Solo exhibition at Grand Union in partnership with Fierce international festival of live art 2012




'...Hutber’s work is a case of the unexpected – a primeval jugular shot of emotion and unease that best showcases what Fierce is all about.' Emily Gosling, Volt Cafe, April 2012







Stay Behind the Line (Example 3)

Interactive video installation, Grand Union, Birmingham, UK

March - April, 2012


'Stay Behind the Line' is an installation that explores notions of ethical deferral and critical detachment and relates them to the proliferation of digitally mediated, monitored and 'manipulated' images in our day to day environments. The piece is also a self-portrait that expresses a sense of being defenseless against, and impervious to, the actions of others.


Three new pieces were also created for my exhibition at Grand Union in response to the location. They are 'painter, 'Blind Sight' and 'Reception'.
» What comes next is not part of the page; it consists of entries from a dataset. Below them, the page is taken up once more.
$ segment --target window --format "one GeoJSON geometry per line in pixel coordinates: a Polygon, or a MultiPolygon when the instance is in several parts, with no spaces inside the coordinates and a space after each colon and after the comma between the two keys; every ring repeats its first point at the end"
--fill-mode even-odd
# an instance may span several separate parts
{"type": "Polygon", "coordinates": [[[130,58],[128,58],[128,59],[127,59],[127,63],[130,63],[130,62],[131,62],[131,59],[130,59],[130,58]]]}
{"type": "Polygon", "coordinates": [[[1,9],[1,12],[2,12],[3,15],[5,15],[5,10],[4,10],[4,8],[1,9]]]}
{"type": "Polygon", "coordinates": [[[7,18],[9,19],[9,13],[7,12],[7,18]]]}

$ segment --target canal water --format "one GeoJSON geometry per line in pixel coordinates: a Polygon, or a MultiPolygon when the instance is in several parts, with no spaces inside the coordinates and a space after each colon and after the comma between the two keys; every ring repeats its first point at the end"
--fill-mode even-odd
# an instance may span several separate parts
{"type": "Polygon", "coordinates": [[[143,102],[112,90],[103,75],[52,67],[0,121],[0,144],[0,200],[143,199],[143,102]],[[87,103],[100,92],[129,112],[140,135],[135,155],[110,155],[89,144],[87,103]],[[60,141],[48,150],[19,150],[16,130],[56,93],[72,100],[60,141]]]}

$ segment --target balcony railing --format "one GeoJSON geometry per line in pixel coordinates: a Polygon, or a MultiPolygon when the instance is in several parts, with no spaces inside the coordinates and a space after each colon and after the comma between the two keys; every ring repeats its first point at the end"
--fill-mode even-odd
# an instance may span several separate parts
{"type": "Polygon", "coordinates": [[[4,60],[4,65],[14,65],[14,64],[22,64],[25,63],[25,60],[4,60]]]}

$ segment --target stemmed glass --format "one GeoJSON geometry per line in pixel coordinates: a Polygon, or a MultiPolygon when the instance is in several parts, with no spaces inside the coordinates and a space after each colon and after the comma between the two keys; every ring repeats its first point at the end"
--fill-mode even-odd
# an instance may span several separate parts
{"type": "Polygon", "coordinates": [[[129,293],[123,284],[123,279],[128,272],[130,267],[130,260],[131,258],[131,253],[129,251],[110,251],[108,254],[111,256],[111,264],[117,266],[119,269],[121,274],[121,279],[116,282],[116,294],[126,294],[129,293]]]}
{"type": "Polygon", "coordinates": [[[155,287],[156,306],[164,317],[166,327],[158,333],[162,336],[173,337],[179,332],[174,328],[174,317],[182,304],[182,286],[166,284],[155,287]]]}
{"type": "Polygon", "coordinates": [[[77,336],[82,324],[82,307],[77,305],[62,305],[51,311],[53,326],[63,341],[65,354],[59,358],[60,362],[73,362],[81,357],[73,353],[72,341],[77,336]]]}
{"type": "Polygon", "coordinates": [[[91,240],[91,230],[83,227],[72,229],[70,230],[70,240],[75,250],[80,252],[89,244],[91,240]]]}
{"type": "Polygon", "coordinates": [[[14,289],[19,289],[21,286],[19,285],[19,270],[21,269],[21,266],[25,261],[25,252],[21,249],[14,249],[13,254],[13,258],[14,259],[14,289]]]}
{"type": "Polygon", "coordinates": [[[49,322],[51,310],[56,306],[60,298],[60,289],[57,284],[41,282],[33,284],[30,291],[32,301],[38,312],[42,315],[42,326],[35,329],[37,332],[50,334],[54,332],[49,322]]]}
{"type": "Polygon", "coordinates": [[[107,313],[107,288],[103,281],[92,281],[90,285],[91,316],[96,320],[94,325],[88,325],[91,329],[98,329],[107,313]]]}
From the Fierce festival brochure...

Reynir Hutber (UK)


'Installation exploring mediated images, politics of containment, security and observation.'

'Reynir unites two aspects of live art that seemingly obsess the medium; one, the ongoing concern with the body as site, especially the politics of its vulnerability, the other, engagement with media technology as a means of altering representation and identity. Here he sets up rules that the work demands the audience break, extending his inquiry into regulation, control and self negation.'

Harun Morrison, Fierce Festival co-director







Grand Union Press release

Opening 6–9pm Friday 16 March

Exhibition continues 17 March to 22 April, open Thursday to Sunday, 12–5pm

Grand Union, in collaboration with Fierce, is proud to present work by Reynir Hutber, an emerging artist based in London, whose work explores themes of social visibility, moral relativity and the everyday imposition of authority. For this solo exhibition he will present his award winning installation, Stay Behind the Line, alongside a series of new related works.
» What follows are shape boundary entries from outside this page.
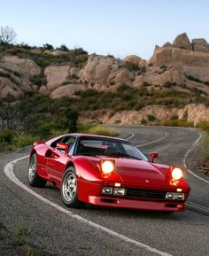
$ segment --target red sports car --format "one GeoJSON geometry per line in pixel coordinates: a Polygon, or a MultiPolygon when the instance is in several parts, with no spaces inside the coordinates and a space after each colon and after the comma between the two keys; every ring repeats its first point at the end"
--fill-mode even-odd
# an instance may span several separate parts
{"type": "Polygon", "coordinates": [[[61,190],[64,204],[86,203],[166,212],[184,211],[190,187],[179,167],[153,163],[130,142],[95,135],[67,134],[35,142],[28,181],[61,190]]]}

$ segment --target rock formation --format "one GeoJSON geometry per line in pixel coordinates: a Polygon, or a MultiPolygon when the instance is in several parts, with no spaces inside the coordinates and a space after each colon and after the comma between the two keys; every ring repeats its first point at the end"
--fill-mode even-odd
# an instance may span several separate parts
{"type": "MultiPolygon", "coordinates": [[[[181,90],[198,89],[205,97],[209,96],[209,43],[203,38],[190,41],[186,33],[176,36],[173,43],[167,42],[163,46],[157,45],[148,61],[136,55],[119,59],[112,56],[91,54],[81,65],[63,62],[41,67],[31,55],[19,58],[10,52],[12,51],[0,52],[0,98],[7,95],[18,97],[31,89],[50,94],[53,98],[70,97],[74,97],[76,90],[114,91],[121,84],[135,88],[145,84],[148,89],[156,90],[164,89],[165,85],[168,85],[181,90]]],[[[52,58],[67,54],[63,50],[43,51],[38,48],[30,52],[35,55],[47,53],[52,58]]],[[[123,124],[138,123],[147,112],[155,112],[155,110],[158,110],[156,115],[159,120],[166,119],[174,112],[180,119],[186,117],[195,124],[209,120],[208,110],[204,105],[173,110],[164,106],[147,107],[143,110],[144,113],[118,112],[113,119],[121,120],[123,124]],[[196,112],[199,112],[199,117],[196,112]]],[[[106,118],[108,121],[114,122],[113,119],[106,118]]]]}

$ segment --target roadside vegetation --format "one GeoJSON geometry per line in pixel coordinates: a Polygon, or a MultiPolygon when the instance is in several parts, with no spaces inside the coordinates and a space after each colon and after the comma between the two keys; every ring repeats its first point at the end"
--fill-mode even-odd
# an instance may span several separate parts
{"type": "Polygon", "coordinates": [[[17,256],[52,256],[42,247],[36,247],[28,243],[32,228],[26,225],[14,227],[8,230],[0,223],[0,242],[4,243],[4,248],[8,255],[17,256]]]}
{"type": "Polygon", "coordinates": [[[0,150],[31,145],[35,141],[72,132],[116,136],[98,125],[78,124],[78,112],[69,98],[51,99],[48,95],[27,92],[17,101],[0,102],[0,150]]]}

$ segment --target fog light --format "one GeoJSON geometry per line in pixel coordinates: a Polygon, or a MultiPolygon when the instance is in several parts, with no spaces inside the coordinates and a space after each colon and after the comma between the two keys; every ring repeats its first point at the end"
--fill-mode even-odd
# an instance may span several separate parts
{"type": "Polygon", "coordinates": [[[103,187],[102,194],[103,195],[112,195],[113,188],[112,187],[103,187]]]}
{"type": "Polygon", "coordinates": [[[117,196],[124,196],[126,190],[124,188],[114,188],[113,194],[117,196]]]}
{"type": "Polygon", "coordinates": [[[177,200],[184,200],[184,193],[174,193],[174,198],[177,200]]]}
{"type": "Polygon", "coordinates": [[[174,199],[174,192],[167,192],[166,195],[166,199],[174,199]]]}

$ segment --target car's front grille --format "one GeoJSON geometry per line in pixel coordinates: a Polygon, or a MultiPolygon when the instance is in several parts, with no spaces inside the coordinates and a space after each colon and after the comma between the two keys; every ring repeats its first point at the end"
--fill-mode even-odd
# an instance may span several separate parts
{"type": "Polygon", "coordinates": [[[126,197],[150,199],[165,199],[166,191],[150,190],[142,189],[127,189],[126,197]]]}

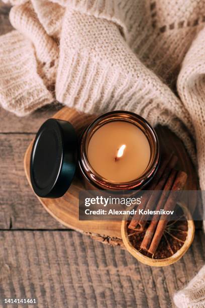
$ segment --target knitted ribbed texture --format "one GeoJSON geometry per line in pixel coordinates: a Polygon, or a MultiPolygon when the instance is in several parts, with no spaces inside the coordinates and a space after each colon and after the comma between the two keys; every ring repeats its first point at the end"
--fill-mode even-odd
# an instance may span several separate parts
{"type": "Polygon", "coordinates": [[[186,287],[175,294],[174,302],[179,308],[205,307],[205,266],[186,287]]]}

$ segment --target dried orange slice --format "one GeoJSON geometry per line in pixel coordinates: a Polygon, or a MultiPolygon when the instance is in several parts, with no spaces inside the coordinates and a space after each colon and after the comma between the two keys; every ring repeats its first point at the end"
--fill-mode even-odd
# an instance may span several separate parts
{"type": "Polygon", "coordinates": [[[130,221],[122,221],[121,234],[128,251],[139,261],[151,266],[165,266],[178,261],[191,244],[194,235],[194,224],[185,205],[179,204],[181,215],[176,220],[168,222],[157,249],[154,255],[140,249],[148,221],[144,230],[134,230],[128,227],[130,221]]]}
Stay Behind the Line is an interactive installation that takes place in a specially constructed cell-like environment. When visitors enter the space through its narrow doorway, they are confronted by a wall-mounted surveillance monitor directly in front of them. They are now looking at a live video feed of the space with their feet placed in the top third of the screen. Further down in this relayed image however, there is a disturbing anomaly: a superimposed recording of the artist’s twitching, naked body that is no longer physically present in the room. What happens next is down to the visitor...

Other works in the exhibition also explore the absence of the performer. Technology is used to infuse the space with a sense of the artist’s presence and blur the division between past and present, spectator and protagonist. Through his works, Hutber addresses issues specific to the history of performance art while simultaneously exploring the anxieties and uncertainties of living in a sophisticated era of surveillance and mediation: an age in which it is becoming increasingly difficult to verify the authenticity of an image.
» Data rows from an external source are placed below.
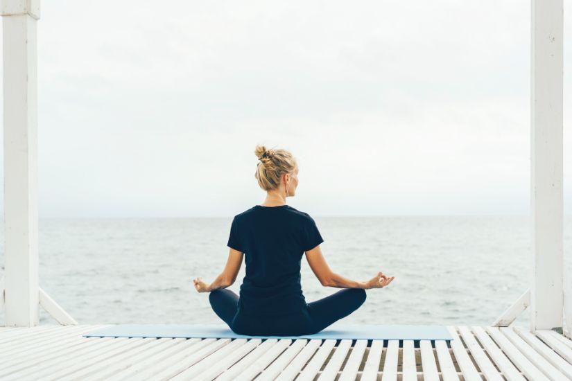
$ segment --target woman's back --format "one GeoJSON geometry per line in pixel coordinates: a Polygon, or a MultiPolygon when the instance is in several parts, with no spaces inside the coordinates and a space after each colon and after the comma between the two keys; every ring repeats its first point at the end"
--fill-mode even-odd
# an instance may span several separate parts
{"type": "Polygon", "coordinates": [[[227,246],[245,254],[239,312],[252,315],[300,312],[304,251],[324,242],[313,219],[288,205],[256,205],[232,220],[227,246]]]}

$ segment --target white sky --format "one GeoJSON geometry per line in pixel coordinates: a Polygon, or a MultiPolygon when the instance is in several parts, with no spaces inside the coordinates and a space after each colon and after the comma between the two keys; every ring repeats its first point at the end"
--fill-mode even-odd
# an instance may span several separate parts
{"type": "Polygon", "coordinates": [[[236,214],[257,143],[313,215],[527,213],[529,3],[43,1],[40,217],[236,214]]]}

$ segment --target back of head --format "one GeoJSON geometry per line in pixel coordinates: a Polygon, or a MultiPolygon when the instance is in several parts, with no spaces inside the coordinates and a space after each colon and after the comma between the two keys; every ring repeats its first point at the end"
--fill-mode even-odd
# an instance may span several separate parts
{"type": "Polygon", "coordinates": [[[257,145],[254,154],[260,161],[257,166],[254,177],[264,190],[273,190],[280,185],[280,177],[284,173],[291,173],[296,168],[296,159],[286,150],[266,148],[257,145]]]}

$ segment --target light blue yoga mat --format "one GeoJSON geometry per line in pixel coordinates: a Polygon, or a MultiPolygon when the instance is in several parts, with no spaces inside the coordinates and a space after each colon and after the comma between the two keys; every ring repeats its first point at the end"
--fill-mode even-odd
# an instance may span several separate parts
{"type": "Polygon", "coordinates": [[[248,336],[232,332],[227,326],[119,324],[86,333],[86,337],[198,337],[231,339],[367,339],[370,340],[451,340],[441,326],[374,326],[332,324],[313,335],[300,336],[248,336]]]}

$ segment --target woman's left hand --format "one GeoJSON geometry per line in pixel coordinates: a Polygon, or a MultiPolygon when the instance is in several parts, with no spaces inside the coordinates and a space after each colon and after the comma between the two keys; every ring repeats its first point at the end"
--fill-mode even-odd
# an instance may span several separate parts
{"type": "Polygon", "coordinates": [[[209,292],[209,285],[203,282],[200,276],[198,276],[196,279],[193,279],[193,283],[195,284],[195,288],[199,292],[209,292]]]}

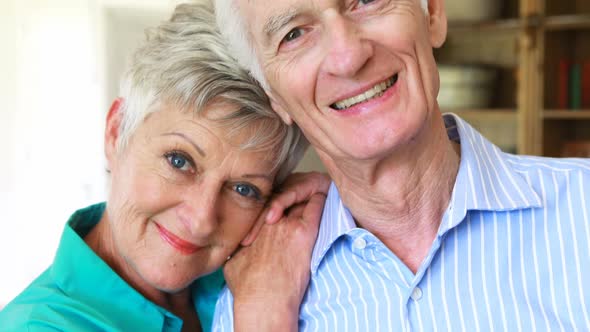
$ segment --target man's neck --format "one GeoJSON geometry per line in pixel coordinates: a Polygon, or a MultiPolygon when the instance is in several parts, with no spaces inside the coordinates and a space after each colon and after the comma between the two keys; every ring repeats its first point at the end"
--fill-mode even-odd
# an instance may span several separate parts
{"type": "Polygon", "coordinates": [[[357,225],[375,234],[416,273],[436,237],[460,162],[442,124],[377,161],[324,160],[357,225]]]}

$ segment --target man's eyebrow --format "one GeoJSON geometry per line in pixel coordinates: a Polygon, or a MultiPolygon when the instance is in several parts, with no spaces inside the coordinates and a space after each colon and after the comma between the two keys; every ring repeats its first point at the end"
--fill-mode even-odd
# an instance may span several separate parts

Fierce Festival, Birmingham’s premier live art and performance festival, runs from Thursday 29 March to Sunday 8 April 2012. Performers from around the world will converge on Birmingham to bring boundary-pushing performances and art installations to venues and unusual spaces across the city. See www.wearefierce.org for full programme listings.











Painter

1/1 scale looped video projection of site specific performance, Grand Union, 2012

'Painter' is a surveillance-style recording of the artist obsessively painting/preparing the section of the wall onto which the video would later be projected at a life-size scale. The figure appears to be covering something up while simultaneously creating a space for itself to exist.